Montagnes russes pour la livre
La livre a joué les montagnes russes en août. Par rapport à l’euro, la monnaie britannique a affiché une vigueur qu'elle n'avait plus atteinte depuis environ deux ans à la mi-juillet (EUR/GBP +/- 0,84). Par rapport au dollar américain, le cable (cours GBP/USD) a testé le seuil de 1,30 pour la première fois depuis la mi-2023. La donne a changé par la suite. La Banque d’Angleterre a abaissé son taux d’intérêt pour la première fois en début de mois. Peu de temps après, des nuages menaçants se sont accumulés au-dessus des marchés financiers, entraînant un repositionnement hostile au risque, auquel la livre n’a pas échappé. Le cours EUR/GBP est rapidement passé de 0,84 à 0,86. Le cours GPB/USD a franchi le seuil de résistance de 1,30 et a pris la direction de 1,27. Depuis, il n'y a pratiquement plus aucune trace de ces pertes. Le cable a même touché un sommet sur deux ans, dans le haut de 1,32. Nous nous intéressons aujourd'hui à ce dernier mouvement.
Celui-ci a initialement été provoqué par le rapide retour au calme sur le marché, comme en atteste l'évolution des indices boursiers en Europe ou aux États-Unis. Les facteurs domestiques ont ensuite pris le relais. Comme d’habitude, le Royaume-Uni a publié toute une batterie de chiffres économiques à la mi-août. Ces derniers ont fait état d'un marché de l’emploi solide, d'un secteur industriel et d'un commerce de détail en pleine reprise et d'une croissance robuste au deuxième trimestre. Les principaux indicateurs PMI de confiance des entreprises (août) ont été la cerise sur le gâteau. Les taux d’inflation inférieurs aux prévisions font figure d’exception à la règle, mais n’ont interrompu le rebond de la GBP que pendant un moment. L’inflation de base de 3,3 % et l’inflation des services de 5,2 % pointent en outre toujours une forte tension sous-jacente sur les prix.
La situation économique au Royaume-Uni contraste de plus en plus avec celle dans la zone euro et même celle aux États-Unis. La première stagne alors que la seconde ne cesse de ralentir. Au final, cela a poussé le gouverneur de la Banque d’Angleterre, Andrew Bailey, à délivrer un message fondamentalement différent lors du symposium de Jackson Hole la semaine dernière.
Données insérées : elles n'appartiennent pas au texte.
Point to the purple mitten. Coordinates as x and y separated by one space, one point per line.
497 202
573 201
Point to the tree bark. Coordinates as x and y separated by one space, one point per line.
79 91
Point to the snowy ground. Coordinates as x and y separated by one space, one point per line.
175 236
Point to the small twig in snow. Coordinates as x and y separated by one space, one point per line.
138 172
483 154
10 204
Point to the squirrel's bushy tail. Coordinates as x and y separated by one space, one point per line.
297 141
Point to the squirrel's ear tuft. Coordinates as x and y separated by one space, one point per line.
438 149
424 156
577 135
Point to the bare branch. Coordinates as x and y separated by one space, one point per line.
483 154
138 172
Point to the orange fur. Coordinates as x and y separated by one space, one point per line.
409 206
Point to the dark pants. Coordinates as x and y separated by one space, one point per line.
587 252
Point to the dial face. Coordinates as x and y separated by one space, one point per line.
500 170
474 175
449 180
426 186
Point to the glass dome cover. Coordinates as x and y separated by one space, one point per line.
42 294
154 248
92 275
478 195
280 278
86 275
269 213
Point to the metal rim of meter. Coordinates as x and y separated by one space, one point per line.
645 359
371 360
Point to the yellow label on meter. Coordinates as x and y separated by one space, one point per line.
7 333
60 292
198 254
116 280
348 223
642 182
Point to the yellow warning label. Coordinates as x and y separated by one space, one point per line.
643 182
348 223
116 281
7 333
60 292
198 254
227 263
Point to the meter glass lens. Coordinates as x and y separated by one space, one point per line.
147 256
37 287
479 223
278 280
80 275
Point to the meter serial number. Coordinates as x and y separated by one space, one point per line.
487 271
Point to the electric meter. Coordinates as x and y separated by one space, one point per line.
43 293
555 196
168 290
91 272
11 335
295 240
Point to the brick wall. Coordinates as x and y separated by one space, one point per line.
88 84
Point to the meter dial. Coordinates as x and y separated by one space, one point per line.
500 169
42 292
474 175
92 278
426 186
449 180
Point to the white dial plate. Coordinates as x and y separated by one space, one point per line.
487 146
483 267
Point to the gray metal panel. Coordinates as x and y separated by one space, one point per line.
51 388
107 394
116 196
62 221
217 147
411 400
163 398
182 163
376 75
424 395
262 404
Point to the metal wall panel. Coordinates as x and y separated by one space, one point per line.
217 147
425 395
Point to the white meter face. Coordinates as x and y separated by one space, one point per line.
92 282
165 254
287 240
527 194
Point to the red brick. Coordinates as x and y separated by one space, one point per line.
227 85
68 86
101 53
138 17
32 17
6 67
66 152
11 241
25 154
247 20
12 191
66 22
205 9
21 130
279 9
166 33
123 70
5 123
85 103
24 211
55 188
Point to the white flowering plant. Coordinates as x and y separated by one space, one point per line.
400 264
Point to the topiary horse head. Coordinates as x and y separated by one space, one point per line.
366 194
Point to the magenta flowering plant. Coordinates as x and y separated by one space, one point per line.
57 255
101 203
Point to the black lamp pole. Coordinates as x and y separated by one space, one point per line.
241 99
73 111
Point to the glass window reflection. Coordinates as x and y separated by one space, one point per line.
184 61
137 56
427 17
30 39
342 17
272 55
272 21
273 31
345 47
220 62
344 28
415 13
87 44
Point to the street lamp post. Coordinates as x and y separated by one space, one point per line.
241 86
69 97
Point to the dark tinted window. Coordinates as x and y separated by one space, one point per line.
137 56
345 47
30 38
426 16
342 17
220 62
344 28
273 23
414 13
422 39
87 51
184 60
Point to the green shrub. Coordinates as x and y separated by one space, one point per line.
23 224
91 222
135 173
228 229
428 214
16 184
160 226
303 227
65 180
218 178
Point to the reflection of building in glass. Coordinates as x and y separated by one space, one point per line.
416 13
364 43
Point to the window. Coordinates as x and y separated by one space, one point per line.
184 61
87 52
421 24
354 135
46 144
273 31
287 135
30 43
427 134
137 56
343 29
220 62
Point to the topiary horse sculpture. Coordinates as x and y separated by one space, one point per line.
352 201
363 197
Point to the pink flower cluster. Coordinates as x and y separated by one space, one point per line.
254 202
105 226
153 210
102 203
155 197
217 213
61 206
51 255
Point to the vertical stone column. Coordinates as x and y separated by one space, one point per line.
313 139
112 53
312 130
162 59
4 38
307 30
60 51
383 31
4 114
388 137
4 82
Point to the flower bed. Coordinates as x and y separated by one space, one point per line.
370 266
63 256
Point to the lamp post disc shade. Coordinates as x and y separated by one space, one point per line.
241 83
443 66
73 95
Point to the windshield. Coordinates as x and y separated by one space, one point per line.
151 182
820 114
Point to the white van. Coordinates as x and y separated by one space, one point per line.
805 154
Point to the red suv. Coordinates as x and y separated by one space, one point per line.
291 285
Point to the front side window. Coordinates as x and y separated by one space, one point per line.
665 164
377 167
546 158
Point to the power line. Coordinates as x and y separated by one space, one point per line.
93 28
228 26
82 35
Si le discours tant attendu du président de la Fed, Jerome Powell, pourrait être résumé par la phrase « l'heure est venue d’ajuster la politique », celui de Bailey pourrait être résumé par la phrase « le travail n’est pas terminé ».
Sur le plan monétaire, cela signifie que la Fed et la BCE vont abaisser leurs taux en septembre, mais que la Banque d’Angleterre s'abstiendra. Le marché monétaire britannique table d’ailleurs sur une réduction cumulée de « seulement » 175 points de base (à 3,5 %) sur l’ensemble du cycle d'assouplissement. À titre de comparaison, les baisses sont attendues à 225-250 pb (3 %) aux États-Unis et à 200 pb (2 %) dans la zone euro. Ce positionnement tranché est à la base de la vigueur de la livre sterling. Mais qui dit « tranché » dit parfois aussi « unilatéral », avec le risque d’une contre-réaction. Toutefois, il n'y a aucune raison de s’opposer à la dynamique de la livre tant que l’écart avec la zone euro et les États-Unis persistera. Le cours EUR/GBP se prépare à tester le plus bas de juillet susmentionné (0,838). Dans notre scénario privilégié, cette zone de soutien technique tiendra, et donc aussi la fourchette latérale à court terme de 0,84-0,86. Une rupture à la baisse ouvrira en principe la voie vers 0,82, avec quelques arrêts intermédiaires (0,834 et 0,825). Pour le cable, un important seuil de résistance se situe autour de 1,35, mais une fois ce cap passé, la voie sera libre pour un retour au sommet de 2021 (1,425).